I made my own mini meatballs in Russian style (kotleti) specially for this meal. And I made yeast dough with potato flakes for more softness and taste.
Yield: 16 servings
1 1/2 cup warm water
1 tsp. salt
2 tsp. sugar
1/2 cup Creamy Potato Flakes
1 1/2 cups all-purpose flour + more for dusting
1 tsp. dried yeast
16 oz. ground beef (I used 96/4 Lean Ground Beef)
1/3 cup. red onion, finely chopped
2-3 slices of rye bread, crust removed
1 tsp. salt
pinch of ground black pepper
1/4 cup water (I used seltzer)
egg yolk for brushing
sesame seeds (optional)
For filling: mix together water and crumbled bread, let stay until moisturized, add onion, salt and pepper and mix well, add ground beef and mix very good about 5 minutes. Divide in 16 parts and made small sausage-shaped kotleti. Brown on medium heated skillet with cooking spray on both sides. Set aside, let cool.
For dough: dissolve salt and sugar in water, add potato flakes, flour and yeast and knead about 10 minutes until smooth and elastic. Let rise in double, covered, about 1 hour.

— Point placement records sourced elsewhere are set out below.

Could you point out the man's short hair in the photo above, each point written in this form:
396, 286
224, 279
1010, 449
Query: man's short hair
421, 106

Divide dough into 16 parts, roll each piece of dough (on flour dusted table) into oval and roll cooled kotleta into it, leaving the ends uncovered. Place into sprayed baking pan. Let rise about 45 minutes, brush with egg yolk, sprinkle with sesame seeds (or nigella, or dried onion) if needed and bake in preheated (375F) oven about 25 minutes.